I can say with all sincerity that 3 DAYS TO KILL was one of the worst action films I have seen in recent years, if not my entire life. No Joke. 


Trust me, I like dumb action films and Luc Besson has made some great ones. Done right, you can switch off your brain and they can be enjoyable and entertaining. 


Not this movie. 


Tedious is the first word that comes to mind. 


For one of the simplest premises in recent years (aka “Hey Kevin Costner, hunt down this terrorist”) it seems more fixated on his relationship with his daughter than the actual plot. As a matter of fact, major characters just disappear for extended lengths of times (including the main antagonist) as the movie comes to a grinding halt so Costner can teach his daughter (Hailee Steinfeld) how to ride a bike and not get raped by effeminate French boys. 


When there is action, it is uninspired and lackluster.
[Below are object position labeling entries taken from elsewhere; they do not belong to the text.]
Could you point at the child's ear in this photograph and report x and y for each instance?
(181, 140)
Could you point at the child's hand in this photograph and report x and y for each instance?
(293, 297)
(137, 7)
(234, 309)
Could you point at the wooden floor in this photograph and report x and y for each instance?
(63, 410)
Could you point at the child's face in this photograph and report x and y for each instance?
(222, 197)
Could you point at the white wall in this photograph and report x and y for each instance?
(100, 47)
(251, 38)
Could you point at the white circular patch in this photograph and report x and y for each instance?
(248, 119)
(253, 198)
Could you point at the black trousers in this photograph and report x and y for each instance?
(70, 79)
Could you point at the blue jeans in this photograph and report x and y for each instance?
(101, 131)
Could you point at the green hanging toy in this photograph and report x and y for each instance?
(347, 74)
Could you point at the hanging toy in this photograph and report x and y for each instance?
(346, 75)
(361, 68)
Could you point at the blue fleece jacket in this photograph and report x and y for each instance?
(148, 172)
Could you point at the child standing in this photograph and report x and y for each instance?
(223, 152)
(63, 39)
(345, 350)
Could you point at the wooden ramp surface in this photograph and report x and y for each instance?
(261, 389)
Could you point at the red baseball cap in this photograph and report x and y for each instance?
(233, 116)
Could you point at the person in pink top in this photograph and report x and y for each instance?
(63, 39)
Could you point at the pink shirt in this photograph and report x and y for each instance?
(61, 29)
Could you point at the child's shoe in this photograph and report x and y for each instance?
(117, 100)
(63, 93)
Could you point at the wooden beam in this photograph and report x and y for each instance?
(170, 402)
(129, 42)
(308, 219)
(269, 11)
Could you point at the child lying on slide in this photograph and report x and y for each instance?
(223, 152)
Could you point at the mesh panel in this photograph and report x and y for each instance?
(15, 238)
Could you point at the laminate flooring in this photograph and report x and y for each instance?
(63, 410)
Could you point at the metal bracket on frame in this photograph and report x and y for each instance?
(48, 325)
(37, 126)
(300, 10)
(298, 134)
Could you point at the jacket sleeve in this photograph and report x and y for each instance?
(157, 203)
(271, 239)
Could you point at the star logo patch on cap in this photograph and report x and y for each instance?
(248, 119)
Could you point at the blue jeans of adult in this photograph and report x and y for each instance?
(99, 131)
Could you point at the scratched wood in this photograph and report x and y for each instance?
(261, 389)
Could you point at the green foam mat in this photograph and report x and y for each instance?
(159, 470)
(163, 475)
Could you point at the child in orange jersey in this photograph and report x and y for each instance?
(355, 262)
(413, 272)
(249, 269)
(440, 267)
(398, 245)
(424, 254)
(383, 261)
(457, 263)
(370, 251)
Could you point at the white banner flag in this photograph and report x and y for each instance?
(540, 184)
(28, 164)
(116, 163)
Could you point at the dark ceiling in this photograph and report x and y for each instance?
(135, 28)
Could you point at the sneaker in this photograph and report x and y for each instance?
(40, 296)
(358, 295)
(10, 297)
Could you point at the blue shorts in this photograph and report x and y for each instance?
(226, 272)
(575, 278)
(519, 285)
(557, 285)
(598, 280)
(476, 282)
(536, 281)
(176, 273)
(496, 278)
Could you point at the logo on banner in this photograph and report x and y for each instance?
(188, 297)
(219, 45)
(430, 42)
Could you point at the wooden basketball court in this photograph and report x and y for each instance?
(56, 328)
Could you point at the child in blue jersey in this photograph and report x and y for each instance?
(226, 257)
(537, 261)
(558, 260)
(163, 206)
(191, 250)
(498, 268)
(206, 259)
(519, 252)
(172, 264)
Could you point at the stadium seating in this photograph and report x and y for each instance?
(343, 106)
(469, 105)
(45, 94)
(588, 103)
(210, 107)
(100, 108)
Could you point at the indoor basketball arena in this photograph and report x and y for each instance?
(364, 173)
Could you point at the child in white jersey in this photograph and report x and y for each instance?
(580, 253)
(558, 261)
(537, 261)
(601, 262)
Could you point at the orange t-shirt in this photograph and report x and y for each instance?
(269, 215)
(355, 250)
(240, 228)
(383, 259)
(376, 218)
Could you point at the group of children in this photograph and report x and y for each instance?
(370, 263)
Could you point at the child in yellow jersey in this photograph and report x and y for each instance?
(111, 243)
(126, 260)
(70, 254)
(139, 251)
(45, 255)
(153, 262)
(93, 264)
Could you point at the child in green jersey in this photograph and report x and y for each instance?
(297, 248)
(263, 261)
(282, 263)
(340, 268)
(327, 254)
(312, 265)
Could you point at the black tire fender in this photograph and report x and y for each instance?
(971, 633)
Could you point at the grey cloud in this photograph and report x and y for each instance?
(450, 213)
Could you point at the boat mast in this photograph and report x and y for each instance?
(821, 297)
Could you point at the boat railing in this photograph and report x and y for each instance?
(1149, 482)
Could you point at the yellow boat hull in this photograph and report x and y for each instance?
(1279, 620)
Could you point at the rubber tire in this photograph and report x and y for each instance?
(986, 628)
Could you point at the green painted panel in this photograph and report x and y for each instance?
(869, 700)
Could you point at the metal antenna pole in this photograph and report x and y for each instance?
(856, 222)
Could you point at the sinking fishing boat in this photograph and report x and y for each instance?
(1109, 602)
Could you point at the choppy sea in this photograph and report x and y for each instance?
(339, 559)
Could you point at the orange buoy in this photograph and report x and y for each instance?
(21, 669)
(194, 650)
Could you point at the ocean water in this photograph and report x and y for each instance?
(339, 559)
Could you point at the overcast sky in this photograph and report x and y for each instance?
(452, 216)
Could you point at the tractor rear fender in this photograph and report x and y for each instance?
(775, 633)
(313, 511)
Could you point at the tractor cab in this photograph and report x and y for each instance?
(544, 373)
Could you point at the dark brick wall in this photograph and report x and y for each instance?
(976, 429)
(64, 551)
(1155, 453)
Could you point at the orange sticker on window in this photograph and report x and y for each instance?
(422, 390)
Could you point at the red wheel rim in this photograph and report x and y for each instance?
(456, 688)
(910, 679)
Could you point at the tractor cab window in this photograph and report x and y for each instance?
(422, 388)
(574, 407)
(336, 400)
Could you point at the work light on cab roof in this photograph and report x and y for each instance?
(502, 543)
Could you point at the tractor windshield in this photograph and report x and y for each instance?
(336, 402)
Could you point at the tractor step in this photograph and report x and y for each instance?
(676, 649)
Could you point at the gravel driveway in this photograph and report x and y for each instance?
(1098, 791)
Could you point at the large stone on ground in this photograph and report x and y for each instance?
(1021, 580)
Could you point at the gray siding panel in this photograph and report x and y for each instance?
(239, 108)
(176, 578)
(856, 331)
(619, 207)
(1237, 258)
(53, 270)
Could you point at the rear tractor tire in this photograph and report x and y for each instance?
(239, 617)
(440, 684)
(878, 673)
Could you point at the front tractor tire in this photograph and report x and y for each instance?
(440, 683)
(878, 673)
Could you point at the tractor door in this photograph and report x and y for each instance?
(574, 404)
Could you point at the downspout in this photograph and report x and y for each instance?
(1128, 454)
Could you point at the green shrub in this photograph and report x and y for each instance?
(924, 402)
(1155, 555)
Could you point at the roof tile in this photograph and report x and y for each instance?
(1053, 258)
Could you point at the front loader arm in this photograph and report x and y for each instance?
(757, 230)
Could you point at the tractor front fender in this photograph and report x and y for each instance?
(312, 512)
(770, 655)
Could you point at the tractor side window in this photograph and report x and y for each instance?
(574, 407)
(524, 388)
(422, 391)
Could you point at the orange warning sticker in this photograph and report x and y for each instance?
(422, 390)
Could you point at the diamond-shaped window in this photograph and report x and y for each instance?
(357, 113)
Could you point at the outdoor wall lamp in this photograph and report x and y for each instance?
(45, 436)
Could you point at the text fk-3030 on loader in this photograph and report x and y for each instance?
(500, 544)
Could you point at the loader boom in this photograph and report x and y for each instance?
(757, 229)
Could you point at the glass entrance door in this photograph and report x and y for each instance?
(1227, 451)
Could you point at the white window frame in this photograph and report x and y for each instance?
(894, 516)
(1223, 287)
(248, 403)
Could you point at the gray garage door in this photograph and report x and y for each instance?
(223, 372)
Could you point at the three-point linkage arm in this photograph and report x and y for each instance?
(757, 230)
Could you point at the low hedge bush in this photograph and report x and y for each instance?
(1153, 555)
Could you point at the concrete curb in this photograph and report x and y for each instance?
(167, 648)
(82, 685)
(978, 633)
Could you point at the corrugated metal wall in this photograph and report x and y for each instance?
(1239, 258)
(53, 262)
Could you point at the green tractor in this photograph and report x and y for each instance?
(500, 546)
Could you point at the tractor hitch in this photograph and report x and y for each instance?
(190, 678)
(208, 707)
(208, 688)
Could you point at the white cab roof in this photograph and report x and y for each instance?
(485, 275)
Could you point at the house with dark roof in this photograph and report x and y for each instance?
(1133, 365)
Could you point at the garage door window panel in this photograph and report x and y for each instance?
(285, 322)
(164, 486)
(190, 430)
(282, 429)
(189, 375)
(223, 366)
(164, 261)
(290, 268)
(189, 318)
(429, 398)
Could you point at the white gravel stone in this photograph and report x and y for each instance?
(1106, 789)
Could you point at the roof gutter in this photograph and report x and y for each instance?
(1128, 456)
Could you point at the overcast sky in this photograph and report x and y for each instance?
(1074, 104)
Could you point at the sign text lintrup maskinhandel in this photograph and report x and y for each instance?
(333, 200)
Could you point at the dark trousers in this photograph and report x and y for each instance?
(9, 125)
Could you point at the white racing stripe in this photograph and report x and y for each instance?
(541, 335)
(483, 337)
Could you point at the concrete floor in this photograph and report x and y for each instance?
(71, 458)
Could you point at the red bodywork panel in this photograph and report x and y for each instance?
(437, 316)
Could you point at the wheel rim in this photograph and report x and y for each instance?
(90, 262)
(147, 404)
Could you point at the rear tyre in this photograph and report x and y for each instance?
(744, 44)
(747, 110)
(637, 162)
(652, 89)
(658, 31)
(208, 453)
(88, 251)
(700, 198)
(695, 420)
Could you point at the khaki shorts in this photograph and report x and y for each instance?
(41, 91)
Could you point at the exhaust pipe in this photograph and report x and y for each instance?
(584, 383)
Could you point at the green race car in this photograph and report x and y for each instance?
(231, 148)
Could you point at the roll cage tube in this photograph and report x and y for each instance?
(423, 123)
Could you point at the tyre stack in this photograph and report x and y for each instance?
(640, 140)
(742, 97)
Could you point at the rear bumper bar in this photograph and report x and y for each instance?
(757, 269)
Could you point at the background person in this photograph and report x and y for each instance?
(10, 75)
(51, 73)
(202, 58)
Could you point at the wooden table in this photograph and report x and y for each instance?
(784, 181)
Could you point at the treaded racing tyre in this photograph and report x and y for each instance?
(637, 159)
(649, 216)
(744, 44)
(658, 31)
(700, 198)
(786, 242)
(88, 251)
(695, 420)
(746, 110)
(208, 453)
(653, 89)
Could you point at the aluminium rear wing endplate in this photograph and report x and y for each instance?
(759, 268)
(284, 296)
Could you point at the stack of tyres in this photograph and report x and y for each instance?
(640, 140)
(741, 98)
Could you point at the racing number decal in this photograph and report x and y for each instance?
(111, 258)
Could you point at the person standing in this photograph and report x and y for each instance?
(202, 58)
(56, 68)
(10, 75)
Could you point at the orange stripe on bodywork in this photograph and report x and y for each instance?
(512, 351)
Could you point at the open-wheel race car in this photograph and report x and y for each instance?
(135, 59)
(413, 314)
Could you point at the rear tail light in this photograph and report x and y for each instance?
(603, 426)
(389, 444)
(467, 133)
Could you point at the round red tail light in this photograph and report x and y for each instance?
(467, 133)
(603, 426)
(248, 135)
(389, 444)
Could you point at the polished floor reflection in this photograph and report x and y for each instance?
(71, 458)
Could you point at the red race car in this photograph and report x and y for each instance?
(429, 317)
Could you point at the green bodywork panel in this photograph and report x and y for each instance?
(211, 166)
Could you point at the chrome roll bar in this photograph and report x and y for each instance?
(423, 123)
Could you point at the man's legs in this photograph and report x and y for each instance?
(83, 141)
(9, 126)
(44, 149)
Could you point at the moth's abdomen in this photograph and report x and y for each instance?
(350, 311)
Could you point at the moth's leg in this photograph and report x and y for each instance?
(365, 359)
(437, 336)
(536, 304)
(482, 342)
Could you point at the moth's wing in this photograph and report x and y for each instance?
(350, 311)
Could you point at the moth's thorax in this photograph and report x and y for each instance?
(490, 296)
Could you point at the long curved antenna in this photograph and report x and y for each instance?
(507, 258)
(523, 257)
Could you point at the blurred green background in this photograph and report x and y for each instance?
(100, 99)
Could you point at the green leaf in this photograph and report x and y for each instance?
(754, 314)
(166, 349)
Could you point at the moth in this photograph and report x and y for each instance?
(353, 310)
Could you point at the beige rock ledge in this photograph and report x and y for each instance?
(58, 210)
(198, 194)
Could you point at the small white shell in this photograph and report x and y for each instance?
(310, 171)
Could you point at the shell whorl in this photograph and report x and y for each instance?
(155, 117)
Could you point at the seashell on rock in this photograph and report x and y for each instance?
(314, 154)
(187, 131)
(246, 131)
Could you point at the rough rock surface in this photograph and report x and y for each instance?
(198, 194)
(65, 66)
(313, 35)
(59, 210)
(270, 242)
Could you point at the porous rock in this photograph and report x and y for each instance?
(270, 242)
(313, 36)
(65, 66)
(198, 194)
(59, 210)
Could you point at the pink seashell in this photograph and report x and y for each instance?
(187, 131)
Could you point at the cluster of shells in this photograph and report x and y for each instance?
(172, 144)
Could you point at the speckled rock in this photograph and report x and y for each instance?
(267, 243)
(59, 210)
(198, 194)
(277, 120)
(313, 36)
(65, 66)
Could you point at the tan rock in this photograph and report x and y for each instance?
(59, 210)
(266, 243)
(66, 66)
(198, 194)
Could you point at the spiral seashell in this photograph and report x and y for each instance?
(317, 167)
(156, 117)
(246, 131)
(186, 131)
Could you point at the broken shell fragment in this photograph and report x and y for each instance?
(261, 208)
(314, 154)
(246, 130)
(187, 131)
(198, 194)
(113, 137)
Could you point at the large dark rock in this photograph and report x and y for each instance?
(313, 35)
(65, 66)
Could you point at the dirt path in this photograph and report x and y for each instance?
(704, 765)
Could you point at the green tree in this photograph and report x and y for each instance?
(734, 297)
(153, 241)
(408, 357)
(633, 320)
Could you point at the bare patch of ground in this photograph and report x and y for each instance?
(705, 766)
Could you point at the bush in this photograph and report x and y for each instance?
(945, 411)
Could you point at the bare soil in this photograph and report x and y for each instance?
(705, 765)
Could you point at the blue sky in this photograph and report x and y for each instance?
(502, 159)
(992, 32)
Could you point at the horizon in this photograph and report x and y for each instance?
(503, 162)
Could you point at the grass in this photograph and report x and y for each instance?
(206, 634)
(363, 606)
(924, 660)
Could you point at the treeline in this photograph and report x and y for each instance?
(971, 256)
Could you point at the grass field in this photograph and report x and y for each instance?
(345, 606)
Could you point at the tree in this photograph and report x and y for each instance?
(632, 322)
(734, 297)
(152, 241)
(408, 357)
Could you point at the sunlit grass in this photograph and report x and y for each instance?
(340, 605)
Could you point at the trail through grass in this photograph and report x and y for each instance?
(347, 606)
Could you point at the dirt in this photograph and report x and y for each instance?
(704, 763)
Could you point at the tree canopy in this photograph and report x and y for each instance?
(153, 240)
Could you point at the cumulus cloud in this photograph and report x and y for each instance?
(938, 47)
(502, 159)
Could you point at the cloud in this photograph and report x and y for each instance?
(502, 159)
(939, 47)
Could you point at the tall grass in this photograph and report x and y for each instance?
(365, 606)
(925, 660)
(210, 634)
To make matters worse, the title doesn’t seem to have any relevance to the story. SPOILER ALERT: Costner is dying but he’s given 3 months to live and then there’s a cure but nothing is said about how many shots he needs of it or how it exactly helps him. 


These injections make him dizzy whenever his heart rate goes up, but if he drinks copious amounts of vodka it stabilizes him. However ludicrous that sounds here, it’s far worse in the film because it’s never consistent. There are times his heart would be racing that it doesn’t affect him and other times when he’s lying down relaxing and it does. 


Also, just from a logic standpoint, wouldn’t you carry a flask of vodka with you at all times in case one of these sudden attacks came on, so you weren’t essentially crippled while trying to save your daughter! 


Uggghhhhhh…I’ve already spent too much time talking about this movie. Folks, it’s bad. It could have been fun if time was spent focusing the script but it wasn’t and we’re left with an almost 2 hour movie that feels like it takes “3 Days To Watch.”